Member of the National Assembly
- In office June 1999 – 2003

Personal details
- Born: 25 March 1957 (age 69)
- Citizenship: South Africa
- Party: United Democratic Movement
- Alma mater: University of Cape Town (PhD)

= Nokuzola Mndende =

South African academic and activist (born 1957)

Nokuzola Mndende (born 25 March 1957) is a South African academic, cultural activist, and politician from the Eastern Cape. Her academic work concerns traditional religious beliefs in Africa and particularly in Xhosa culture. She also represented the United Democratic Movement (UDM) in the National Assembly from 1999 to 2003.

== Academic career ==
Born on 25 March 1957, Mndende completed her PhD in religious studies at the University of Cape Town in 2002. Before she joined Parliament in 1999, she was a lecturer in African traditional religion at the University of Cape Town. She has also lectured on African traditional religion at the University of South Africa and currently is an adjunct professor in sociology and anthropology at Nelson Mandela University.
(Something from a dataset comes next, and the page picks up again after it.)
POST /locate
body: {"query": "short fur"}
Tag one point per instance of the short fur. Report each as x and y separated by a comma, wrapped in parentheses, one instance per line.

In 2019, she was appointed as a part-time commissioner at the Commission for the Promotion and Protection of the Rights of Cultural, Religious and Linguistic Communities, and she is founder and director of the Icamagu Heritage Institute, based in Dutywa, Eastern Cape.

== Legislative career ==
In the 1999 general election, Mndende was elected to an ANC seat in the National Assembly. She left Parliament in 2003 and resumed her academic career.